Il capitano del Pescara si gode il suo primato di reti segnate: «Sono felice, ma dobbiamo sbrigarci a tornare in alto»

PESCARA. È l’anima del Pescara. La fascia di capitano al braccio dopo tanta gavetta, è il giusto premio per Gaston Brugman, 25enne uruguaiano faro del centrocampo biancazzurro. Arrivato a Pescara nel luglio 2012, Gas - come lo chiamano i compagni di squadra- dopo tante panchine e due stagioni in prestito (Grosseto e Palermo) è diventato il pezzo pregiato del Delfino. Sta disputando la sua migliore stagione in riva all’Adriatico, con 6 gol realizzati in 26 gare disputate in campionato, senza dimenticare una rete segnata in coppa Italia. «A livello personale ho raggiunto il massimo in stagione», racconta Brugman, il giocatore più utilizzato da Zeman insieme a Stefano Pettinari. «Sono contentissimo per quanto riguarda l’aspetto personale, ma un po’ dispiaciuto per come sta andando la squadra». Il suo dispiacere è spiegato così: «Perchè facciamo difficoltà a segnare. È un momento duro». L’uruguaiano non si sottrae alle critiche, cercando di analizzare la sterilità in fase offensiva del Pescara. «È davvero strano, perché, se analizziamo le prime partite di campionato, c’era un Pescara che creava e segnava tanto. Adesso stiamo attraversando un periodo in cui non riusciamo a creare azioni pericolose e, se le creiamo, non riusciamo a fare gol. È un periodo negativo, ma dobbiamo pensare positivo. Prima o poi torneremo quelli di prima».

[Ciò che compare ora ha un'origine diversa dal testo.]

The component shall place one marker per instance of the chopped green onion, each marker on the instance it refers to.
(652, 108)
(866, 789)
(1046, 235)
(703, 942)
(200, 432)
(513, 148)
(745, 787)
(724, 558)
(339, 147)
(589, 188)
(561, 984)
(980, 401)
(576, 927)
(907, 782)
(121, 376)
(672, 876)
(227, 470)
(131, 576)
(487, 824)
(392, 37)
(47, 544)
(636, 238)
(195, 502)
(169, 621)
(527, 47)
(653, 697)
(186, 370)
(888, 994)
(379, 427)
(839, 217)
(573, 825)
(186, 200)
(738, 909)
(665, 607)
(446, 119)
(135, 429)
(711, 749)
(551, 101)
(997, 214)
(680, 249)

La sua permanenza in riva all’Adriatico, quest’anno, è stata in bilico fino all’ultimo giorno di calciomercato. A luglio l’interessamento del Cruz Azul, il club messicano che non è riuscito a convincerlo, poi i contatti infruttuosi tra il suo entourage e i belgi del Gent. A gennaio il sondaggio del Nizza, ma senza ulteriori sviluppi. Brugman non si è mosso e Zdenek Zeman gli ha affidato la fascia di capitano. Il boemo lo sta facendolo giocare mezzala, un ruolo che Gaston, per sua stessa ammissione, deve imparare ad interpretare al meglio. Brugman venne portato in Italia dall’Empoli quando aveva 15 anni. Non fu semplice lasciare l’Uruguay. Sulla fascia da capitano è raffigurata la bandiera della sua nazione con l’immagine del mate, una bevanda simile al thè molto diffusa in Sudamerica. Ora Gas, sogna di riportare in alto il Pescara provando a centrare i play off. «Senza spareggi sarebbe una stagione fallimentare? L’organico è stato creato per i play off e dobbiamo darci una mossa perché le partite sono sempre meno e adesso siamo fuori dagli spareggi». Magari iniziando ad esprimere il famoso calcio zemaniano, che, finora, si è visto a sprazzi. «Perchè il Pescara è poco zemaniano? È una domanda alla quale è difficile dare una risposta», osserva Brugman. «Il mister fa il suo lavoro, ci trasmette le sue idee e ogni tanto facciamo le giocate che ci dice, ma ogni tanto facciamo fatica ad esprimere il suo calcio». Brugman non si nasconde e cerca di caricare i biancazzurri: «Comunque, l’importante è vincere. Sono arrivati dei risultati positivi anche con un gol di scarto, ma, alla fine, contano sempre i punti».